To just determine if there are any duplicates in the original list:

from collections import Counter

def has_dupes(l):
    # second element of the tuple has number of repetitions
    return Counter(l).most_common()[0][1] > 1

Or to get a list of items that have duplicates:

def get_dupes(l):
    return [k for k, v in Counter(l).items() if v > 1]

Answer 13

Use set() to remove duplicates if all values are hashable:

>>> your_list = ['one', 'two', 'one']
>>> len(your_list) != len(set(your_list))
True

Answer 14

This is old, but the answers here led me to a slightly different solution.
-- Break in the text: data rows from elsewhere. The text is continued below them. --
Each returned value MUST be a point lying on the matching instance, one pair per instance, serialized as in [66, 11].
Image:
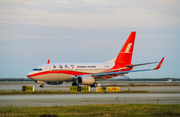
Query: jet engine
[54, 83]
[85, 80]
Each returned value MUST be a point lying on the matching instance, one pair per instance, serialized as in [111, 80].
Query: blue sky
[31, 32]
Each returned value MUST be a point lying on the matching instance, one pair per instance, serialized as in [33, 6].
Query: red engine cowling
[85, 80]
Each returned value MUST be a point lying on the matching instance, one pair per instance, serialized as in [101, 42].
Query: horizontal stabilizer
[140, 64]
[125, 72]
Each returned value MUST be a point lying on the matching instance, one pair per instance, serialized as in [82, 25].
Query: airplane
[89, 73]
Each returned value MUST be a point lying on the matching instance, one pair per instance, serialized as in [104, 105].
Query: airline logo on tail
[128, 48]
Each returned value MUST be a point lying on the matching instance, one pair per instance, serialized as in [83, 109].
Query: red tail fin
[126, 52]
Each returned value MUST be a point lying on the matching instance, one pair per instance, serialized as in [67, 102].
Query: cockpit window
[37, 69]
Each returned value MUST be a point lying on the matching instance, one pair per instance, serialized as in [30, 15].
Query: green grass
[62, 92]
[111, 110]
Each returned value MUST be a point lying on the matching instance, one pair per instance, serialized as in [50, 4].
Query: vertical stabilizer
[126, 52]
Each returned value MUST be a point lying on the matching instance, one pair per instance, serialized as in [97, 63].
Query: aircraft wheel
[94, 85]
[75, 84]
[41, 85]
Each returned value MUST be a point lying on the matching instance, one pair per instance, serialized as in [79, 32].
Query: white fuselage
[66, 71]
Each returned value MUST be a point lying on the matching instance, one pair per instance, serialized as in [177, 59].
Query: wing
[112, 74]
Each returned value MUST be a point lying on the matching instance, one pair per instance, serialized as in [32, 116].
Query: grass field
[148, 110]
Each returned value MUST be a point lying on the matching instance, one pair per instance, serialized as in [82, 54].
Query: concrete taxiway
[86, 99]
[157, 95]
[65, 86]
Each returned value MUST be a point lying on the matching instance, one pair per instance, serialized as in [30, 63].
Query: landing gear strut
[94, 85]
[75, 84]
[41, 85]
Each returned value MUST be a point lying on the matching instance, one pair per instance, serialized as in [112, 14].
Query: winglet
[48, 61]
[159, 65]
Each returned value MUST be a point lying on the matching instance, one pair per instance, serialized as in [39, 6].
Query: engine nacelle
[54, 83]
[85, 80]
[40, 82]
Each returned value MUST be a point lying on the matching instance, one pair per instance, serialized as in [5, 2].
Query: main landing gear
[94, 85]
[75, 84]
[41, 83]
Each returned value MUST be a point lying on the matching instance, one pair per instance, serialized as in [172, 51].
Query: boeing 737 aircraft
[89, 73]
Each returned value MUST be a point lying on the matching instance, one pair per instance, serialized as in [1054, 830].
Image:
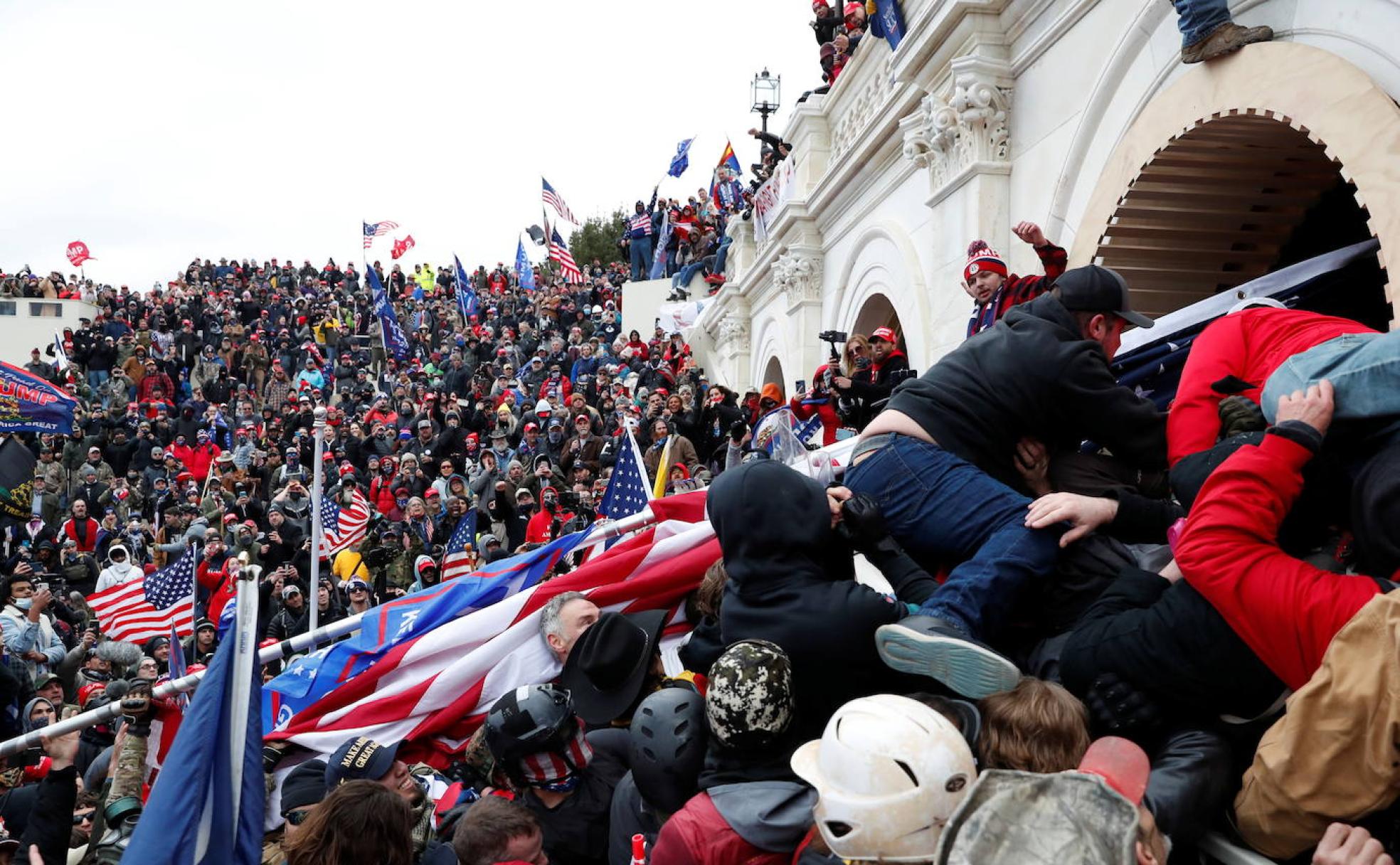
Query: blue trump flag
[524, 272]
[395, 342]
[31, 405]
[682, 160]
[465, 294]
[888, 23]
[208, 802]
[391, 625]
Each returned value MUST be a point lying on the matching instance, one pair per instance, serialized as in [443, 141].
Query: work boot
[1224, 40]
[933, 647]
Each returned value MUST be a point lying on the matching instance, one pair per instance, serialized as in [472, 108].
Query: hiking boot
[1224, 40]
[931, 647]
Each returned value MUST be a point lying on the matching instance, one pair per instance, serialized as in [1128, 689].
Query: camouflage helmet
[749, 701]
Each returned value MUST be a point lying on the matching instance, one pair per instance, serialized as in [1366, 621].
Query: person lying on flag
[615, 664]
[363, 759]
[562, 775]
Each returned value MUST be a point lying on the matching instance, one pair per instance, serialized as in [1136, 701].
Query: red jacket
[1284, 609]
[698, 834]
[1249, 345]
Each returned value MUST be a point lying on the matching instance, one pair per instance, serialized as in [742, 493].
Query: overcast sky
[157, 130]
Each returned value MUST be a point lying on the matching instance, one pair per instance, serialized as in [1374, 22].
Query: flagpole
[601, 534]
[318, 539]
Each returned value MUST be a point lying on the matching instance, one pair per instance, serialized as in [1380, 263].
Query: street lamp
[766, 91]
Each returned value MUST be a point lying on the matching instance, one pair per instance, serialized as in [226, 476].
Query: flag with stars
[627, 489]
[150, 606]
[467, 302]
[461, 548]
[344, 525]
[395, 342]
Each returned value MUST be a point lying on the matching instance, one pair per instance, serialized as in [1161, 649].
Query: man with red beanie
[995, 290]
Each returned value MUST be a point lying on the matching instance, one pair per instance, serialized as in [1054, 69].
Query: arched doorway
[773, 374]
[1231, 199]
[1312, 133]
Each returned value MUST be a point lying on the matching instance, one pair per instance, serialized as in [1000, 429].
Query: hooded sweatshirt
[118, 573]
[791, 581]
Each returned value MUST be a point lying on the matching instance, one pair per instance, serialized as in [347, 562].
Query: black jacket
[1032, 374]
[1171, 644]
[791, 581]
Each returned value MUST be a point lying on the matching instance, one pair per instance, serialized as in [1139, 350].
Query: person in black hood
[791, 583]
[941, 462]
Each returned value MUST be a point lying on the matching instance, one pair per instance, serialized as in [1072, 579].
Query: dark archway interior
[1232, 199]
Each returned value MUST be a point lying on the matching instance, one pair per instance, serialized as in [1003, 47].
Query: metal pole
[318, 539]
[273, 652]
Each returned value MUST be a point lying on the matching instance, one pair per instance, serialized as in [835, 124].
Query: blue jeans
[944, 509]
[640, 251]
[1196, 18]
[1362, 368]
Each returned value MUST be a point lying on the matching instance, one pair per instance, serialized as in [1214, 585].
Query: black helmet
[668, 741]
[529, 720]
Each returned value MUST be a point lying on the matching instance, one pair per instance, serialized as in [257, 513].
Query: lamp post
[318, 432]
[766, 91]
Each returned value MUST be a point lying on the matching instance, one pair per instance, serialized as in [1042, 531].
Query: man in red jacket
[1329, 637]
[1235, 356]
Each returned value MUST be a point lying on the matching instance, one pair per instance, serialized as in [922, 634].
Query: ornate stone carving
[800, 275]
[970, 128]
[734, 331]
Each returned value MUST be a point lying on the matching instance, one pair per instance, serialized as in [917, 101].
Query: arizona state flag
[16, 479]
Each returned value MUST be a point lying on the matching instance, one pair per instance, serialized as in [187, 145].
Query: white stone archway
[1316, 92]
[884, 262]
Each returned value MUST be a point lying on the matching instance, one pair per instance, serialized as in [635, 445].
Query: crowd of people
[1038, 619]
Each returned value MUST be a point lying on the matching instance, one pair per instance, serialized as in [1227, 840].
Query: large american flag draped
[344, 526]
[558, 203]
[559, 253]
[436, 689]
[150, 606]
[377, 230]
[460, 556]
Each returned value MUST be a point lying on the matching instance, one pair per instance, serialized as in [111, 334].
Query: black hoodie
[1032, 374]
[791, 581]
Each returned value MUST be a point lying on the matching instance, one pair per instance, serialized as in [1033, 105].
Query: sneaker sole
[963, 667]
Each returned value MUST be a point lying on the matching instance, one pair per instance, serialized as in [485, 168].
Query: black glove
[863, 521]
[1118, 709]
[1241, 415]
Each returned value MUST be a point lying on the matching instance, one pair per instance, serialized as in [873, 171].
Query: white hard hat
[888, 772]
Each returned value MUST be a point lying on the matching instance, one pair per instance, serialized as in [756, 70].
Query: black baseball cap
[1093, 289]
[360, 759]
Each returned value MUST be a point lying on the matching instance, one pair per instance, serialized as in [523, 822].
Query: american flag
[559, 253]
[150, 606]
[461, 548]
[435, 689]
[344, 526]
[558, 203]
[377, 230]
[627, 489]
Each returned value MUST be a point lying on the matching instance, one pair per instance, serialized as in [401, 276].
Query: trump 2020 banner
[31, 405]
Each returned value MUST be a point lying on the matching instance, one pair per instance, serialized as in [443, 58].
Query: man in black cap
[941, 461]
[613, 665]
[366, 759]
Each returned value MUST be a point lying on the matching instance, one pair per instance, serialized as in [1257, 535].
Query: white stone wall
[992, 112]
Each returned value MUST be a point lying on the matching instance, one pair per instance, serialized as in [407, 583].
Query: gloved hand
[864, 521]
[1118, 709]
[1241, 415]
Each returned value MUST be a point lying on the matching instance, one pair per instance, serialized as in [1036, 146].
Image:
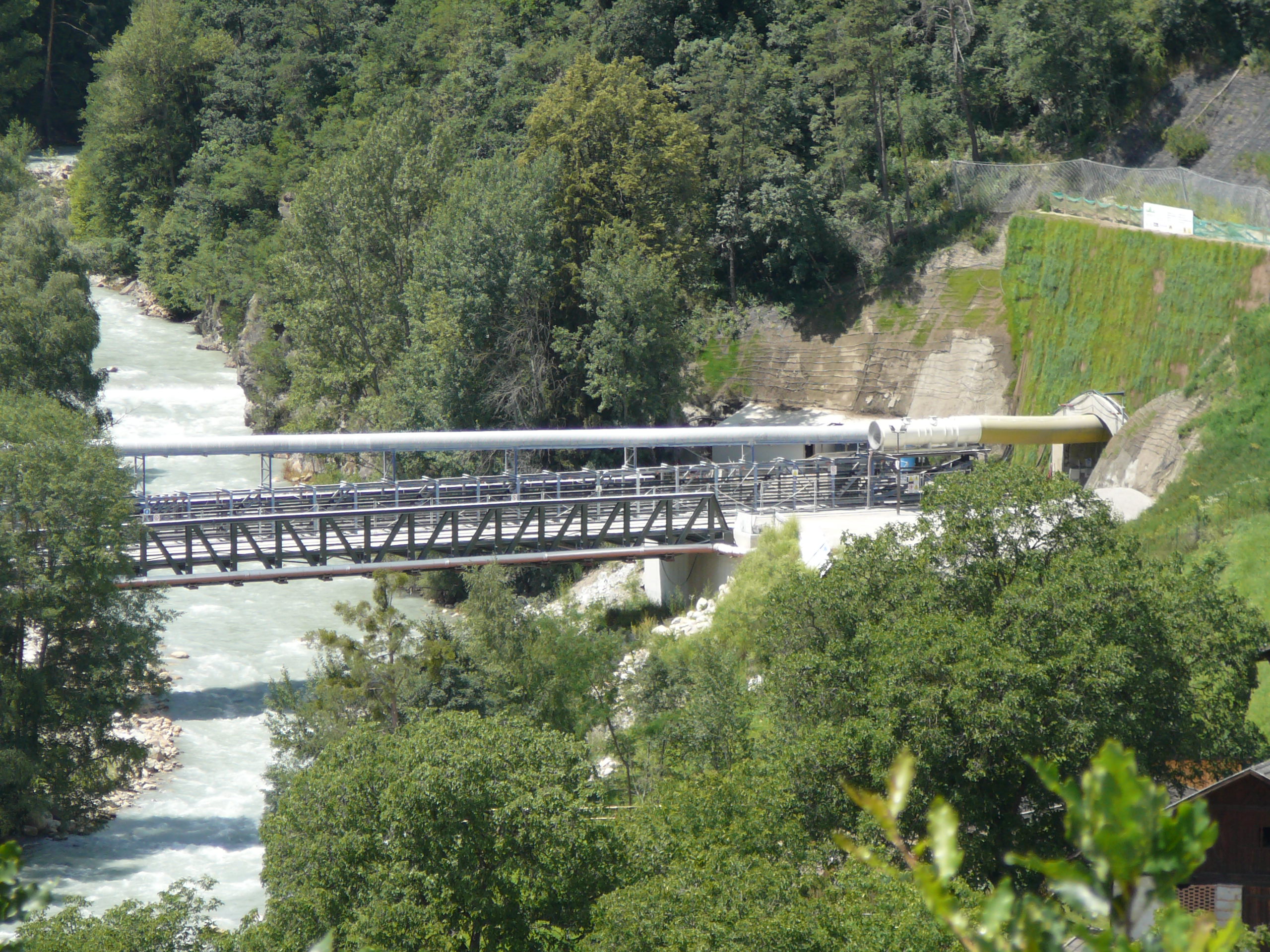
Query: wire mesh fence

If you are up for abusing comprehensions, you can get short-circuiting this way.

xs = [1, 2, 1]
s = set()
any(x in s or s.add(x) for x in xs)
# You can use a similar approach to actually retrieve the duplicates.
s = set()
duplicates = set(x for x in xs if x in s or s.add(x))

Answer 15

If you are fond of functional programming style, here is a useful function, self-documented and tested code using doctest.

def decompose(a_list):
    """Turns a list into a set of all elements and a set of duplicated elements.

    Returns a pair of sets. The first one contains elements
    that are found at least once in the list. The second one
    contains elements that appear more than once.

    >>> decompose([1,2,3,5,3,2,6])
    (set([1, 2, 3, 5, 6]), set([2, 3]))
    """
    return reduce(
        lambda (u, d), o : (u.union([o]), d.union(u.intersection([o]))),
        a_list,
        (set(), set()))

if __name__ == "__main__":
    import doctest
    doctest.testmod()

From there you can test unicity by checking whether the second element of the returned pair is empty:

def is_set(l):
    """Test if there is no duplicate element in l.

    >>> is_set([1,2,3])
    True
    >>> is_set([1,2,1])
    False
    >>> is_set([])
    True
    """
    return not decompose(l)[1]

Note that this is not efficient since you are explicitly constructing the decomposition. But along the line of using reduce, you can come up to something equivalent (but slightly less efficient) to answer 5:

def is_set(l):
    try:
        def func(s, o):
            if o in s:
                raise Exception
            return s.union([o])
        reduce(func, l, set())
        return True
    except:
        return False

Answer 16

Recommended for short lists only:

any(thelist.count(x) > 1 for x in thelist)

Do not use on a long list -- it can take time proportional to the square of the number of items in the list!

For longer lists with hashable items (strings, numbers, &c):

def anydup(thelist):
  seen = set()
  for x in thelist:
    if x in seen: return True
    seen.add(x)
  return False

If your items are not hashable (sublists, dicts, etc) it gets hairier, though it may still be possible to get O(N logN) if they're at least comparable. But you need to know or test the characteristics of the items (hashable or not, comparable or not) to get the best performance you can -- O(N) for hashables, O(N log N) for non-hashable comparables, otherwise it's down to O(N squared) and there's nothing one can do about it:-(.